Ojalá pudiera ser igual de entusiasta con los chupeteros de madera y silicona que llevamos. No me malinterpretéis, están muy bien hechos y son totalmente seguros, e hicieron exactamente lo que debían hacer: mantener los chupetes enganchados a los abrigos de las niñas. Pero no tienen en cuenta el hecho de que una niña de dos años simplemente arrastrará el chupete colgando por un montón de arena mojada y algas, para luego intentar volver a metérselo en la boca. La pinza evitó que el chupete acabara en el mar, lo cual está bien, pero aun así me pasé media tarde enjuagando arenilla de una tetina de silicona con una botella tibia de agua Evian.
Una retirada digna
Para cuando llegamos de vuelta al coche, la playa estaba vacía salvo por el rítmico choque de las olas del gris Atlántico. Echamos un último vistazo a las rocas desde el aparcamiento en el acantilado. La pequeña mancha gris seguía allí, pero mientras atábamos a las gemelas en sus sillitas del coche, otra silueta más grande emergió de la espuma y se acercó pesadamente.
La madre había vuelto con comida para llevar. Mi fallida misión de rescate había quedado completamente en el olvido.
La próxima vez que arrastres a tu prole a la costa y te topes con lo que parece una criatura marina abandonada haciendo ruidos trágicos en los guijarros, hazte un favor. Reprime el impulso de ser un héroe, arrastra a tus retoños a un campo de fútbol de distancia e intenta recordar que la naturaleza, en realidad, tiene la situación bajo control. Además, ya tienes suficiente de lo que preocuparte intentando sacar la arena de las alfombrillas del coche.
Antes de cargar el coche para tus próximas e impredecibles vacaciones familiares, hazte un gran favor y hazte con uno de nuestros increíblemente tenaces platos con ventosa para que, al menos, puedas controlar el caos a la hora de comer.
Preguntas frecuentes sobre encuentros con fauna costera
¿Qué debo hacer realmente si veo una cría solitaria en la playa?
Tu trabajo principal es no hacer absolutamente nada. No te acerques a ella, no intentes envolverla en una toalla y, definitivamente, no intentes empujarla al agua. Daos la vuelta, alejaos unos 100 metros y mantén a tu perro atado en corto. Si te quedas cerca, la madre observará desde el agua y se negará a salir a tierra, lo que significa que serás tú la razón por la que el bebé pase hambre.
¿Cómo puedo saber si el animal está realmente enfermo o solo descansando?
No soy veterinario, pero la gente de la reserva local me dice que me fije en la forma. Si parece una salchicha gorda y redonda sin cuello visible, es una cría sana y bien alimentada que espera a su madre. Si tiene el cuello claramente definido y se le marcan las costillas, o si lleva mucho tiempo temblando de forma continuada, puede que esté en apuros. Aun así, no la toques; llama al teléfono de emergencias de rescate marino local.
¿Por qué es tan peligroso que las toque mi hijo pequeño?
Porque son animales salvajes, no perros de la familia.
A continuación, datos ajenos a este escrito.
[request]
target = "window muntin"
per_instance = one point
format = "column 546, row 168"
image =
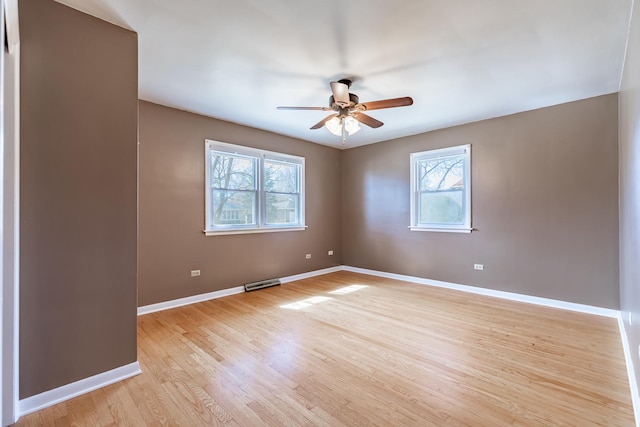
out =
column 251, row 190
column 441, row 189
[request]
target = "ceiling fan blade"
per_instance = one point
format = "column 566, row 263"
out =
column 388, row 103
column 306, row 108
column 367, row 120
column 323, row 121
column 340, row 93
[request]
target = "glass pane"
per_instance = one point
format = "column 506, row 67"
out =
column 282, row 208
column 280, row 177
column 234, row 207
column 442, row 207
column 443, row 173
column 233, row 171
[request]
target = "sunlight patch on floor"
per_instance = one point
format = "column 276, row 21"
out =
column 348, row 289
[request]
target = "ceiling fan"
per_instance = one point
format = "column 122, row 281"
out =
column 348, row 111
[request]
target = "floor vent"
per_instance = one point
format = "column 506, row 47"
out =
column 262, row 284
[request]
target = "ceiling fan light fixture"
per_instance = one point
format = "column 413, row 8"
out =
column 351, row 125
column 334, row 126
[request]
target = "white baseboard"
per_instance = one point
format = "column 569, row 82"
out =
column 633, row 385
column 311, row 274
column 607, row 312
column 146, row 309
column 69, row 391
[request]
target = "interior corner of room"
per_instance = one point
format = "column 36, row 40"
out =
column 104, row 206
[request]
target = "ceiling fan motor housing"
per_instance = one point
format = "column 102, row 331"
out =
column 353, row 98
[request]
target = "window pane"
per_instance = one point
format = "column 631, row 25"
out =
column 442, row 207
column 441, row 173
column 282, row 208
column 233, row 171
column 281, row 177
column 234, row 207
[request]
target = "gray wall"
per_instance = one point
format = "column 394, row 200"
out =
column 171, row 240
column 77, row 197
column 544, row 203
column 630, row 191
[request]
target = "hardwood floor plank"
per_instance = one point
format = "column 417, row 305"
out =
column 347, row 349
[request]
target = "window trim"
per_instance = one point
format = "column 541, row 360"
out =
column 465, row 227
column 261, row 225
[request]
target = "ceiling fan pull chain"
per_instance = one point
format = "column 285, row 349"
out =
column 344, row 134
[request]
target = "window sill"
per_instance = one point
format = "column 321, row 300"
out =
column 253, row 230
column 442, row 230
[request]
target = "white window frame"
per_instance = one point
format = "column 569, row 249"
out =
column 260, row 225
column 415, row 158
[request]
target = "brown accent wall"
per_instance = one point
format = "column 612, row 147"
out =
column 544, row 205
column 629, row 110
column 78, row 196
column 172, row 210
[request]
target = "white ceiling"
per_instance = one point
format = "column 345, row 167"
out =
column 461, row 61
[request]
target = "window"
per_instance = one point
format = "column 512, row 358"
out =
column 441, row 190
column 250, row 190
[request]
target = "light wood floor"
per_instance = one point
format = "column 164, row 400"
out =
column 388, row 353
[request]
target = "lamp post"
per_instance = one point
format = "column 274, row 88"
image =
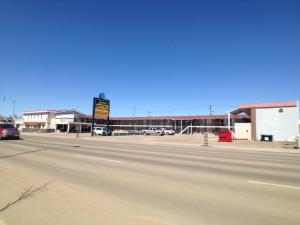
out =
column 175, row 128
column 13, row 103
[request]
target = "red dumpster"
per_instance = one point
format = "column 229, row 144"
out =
column 225, row 136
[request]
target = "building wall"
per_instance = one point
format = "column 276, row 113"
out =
column 242, row 131
column 52, row 122
column 282, row 125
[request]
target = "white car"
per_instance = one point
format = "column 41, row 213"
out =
column 101, row 131
column 168, row 131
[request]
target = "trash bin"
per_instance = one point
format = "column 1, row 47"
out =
column 225, row 136
column 266, row 137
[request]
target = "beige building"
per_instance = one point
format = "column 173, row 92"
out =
column 40, row 120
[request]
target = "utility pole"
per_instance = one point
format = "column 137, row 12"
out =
column 13, row 104
column 210, row 110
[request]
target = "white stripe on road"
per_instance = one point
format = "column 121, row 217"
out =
column 97, row 158
column 276, row 185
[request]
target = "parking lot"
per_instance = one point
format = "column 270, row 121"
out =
column 62, row 179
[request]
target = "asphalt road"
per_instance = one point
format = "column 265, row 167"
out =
column 48, row 180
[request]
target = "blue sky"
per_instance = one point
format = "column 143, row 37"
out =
column 161, row 57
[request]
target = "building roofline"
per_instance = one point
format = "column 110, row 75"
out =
column 42, row 111
column 268, row 105
column 170, row 117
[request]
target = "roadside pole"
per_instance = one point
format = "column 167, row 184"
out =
column 93, row 117
column 205, row 143
column 107, row 125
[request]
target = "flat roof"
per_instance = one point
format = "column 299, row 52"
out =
column 268, row 105
column 42, row 111
column 172, row 117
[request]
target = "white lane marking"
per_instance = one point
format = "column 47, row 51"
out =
column 272, row 184
column 97, row 158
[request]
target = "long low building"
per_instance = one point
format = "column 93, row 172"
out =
column 249, row 121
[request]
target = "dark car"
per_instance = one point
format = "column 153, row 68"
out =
column 8, row 131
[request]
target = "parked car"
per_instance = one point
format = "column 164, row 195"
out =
column 104, row 131
column 153, row 131
column 167, row 131
column 8, row 131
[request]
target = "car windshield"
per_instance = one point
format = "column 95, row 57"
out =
column 6, row 126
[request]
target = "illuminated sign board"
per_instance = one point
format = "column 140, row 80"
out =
column 101, row 107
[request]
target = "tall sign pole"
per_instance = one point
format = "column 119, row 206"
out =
column 93, row 116
column 108, row 114
column 101, row 108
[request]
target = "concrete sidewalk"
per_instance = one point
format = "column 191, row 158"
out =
column 182, row 140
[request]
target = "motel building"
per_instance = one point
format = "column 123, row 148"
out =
column 278, row 120
column 40, row 120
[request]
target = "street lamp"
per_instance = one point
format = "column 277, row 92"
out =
column 13, row 102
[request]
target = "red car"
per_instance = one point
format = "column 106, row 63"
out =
column 8, row 131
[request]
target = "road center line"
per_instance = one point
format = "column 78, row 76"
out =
column 97, row 158
column 272, row 184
Aparte del hecho de que la interferencia humana les estresa enormemente, una cría asustada morderá. Las bacterias que viven en su boca causan infecciones espantosas y una gran hinchazón que requieren una seria intervención médica. Mantén a tus hijos bien alejados.
¿Las madres siempre regresan?
Normalmente sí, a menos que un grupo de turistas bienintencionados haya formado un círculo de selfies alrededor de su cría. Pueden dejar a sus bebés en las rocas hasta 24 horas mientras cazan. Si has estado observando desde una gran distancia durante más de un día y la madre sigue sin regresar, entonces es el momento de llamar a los expertos.